A police officer known for his work tackling drug dealers was found dead at his home from a heroin overdose.
Pc David Pilling, 47, was found by colleagues collapsed in the lounge of his flat near Regent's Park, in Camden, north London.
They discovered various items of drug paraphernalia beside him, including a Stanley knife, traces of heroin and a syringe.
An inquiry was launched and toxicology tests revealed the officer died from a massive overdose of heroin.
Detectives based at Camden CID found no suspicious circumstances and the case was handed to a coroner.
A Metropolitan Police spokesman said a coroner sitting at St Pancras Coroner's Court recorded a verdict of death by misadventure earlier this week.
Colleagues said Mr Pilling was renowned for his work tackling drug dealers operating in busy Camden shopping streets.
One local newspaper reported that Mr Pilling earned the nickname of Robocop for his all-action style of policing.
Camden Borough Commander Chief Superintendent Dominic Clout said the dedicated officer is sadly missed.
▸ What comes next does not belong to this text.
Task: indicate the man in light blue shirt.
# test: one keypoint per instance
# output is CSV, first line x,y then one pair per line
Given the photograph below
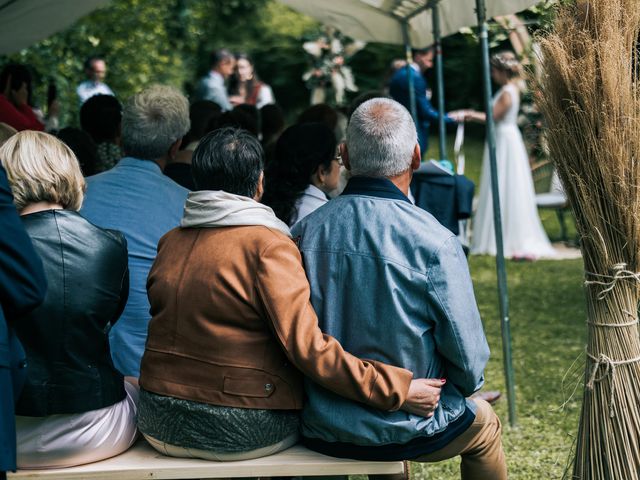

He said: "Pc Pilling was a truly valued member of staff who proved popular with colleagues and members of the local community.
"He had served all 13 years of his service with Camden borough and, as a Safer Neighbourhoods officer, built strong links with residents of the Holborn and Covent Garden ward.
"As a result of the ongoing investigation into his death, detailed forensic tests have revealed that Pc Pilling died of a heroin overdose.
"Clearly, Pc Pilling displayed no signs of drug use while at Camden borough and his colleagues and supervisors were unaware of any issues relating to drugs.
"The Met does operate an alcohol and substance misuse policy which includes random screening of serving officers.
"While we will always support and actively seek help for colleagues who alert us of potential problems through challenging or difficult times, we will never tolerate the use of drugs amongst officers and will deal with any reported cases severely."
Mr Pilling died on March 26 at his home in Albany Street, NW1.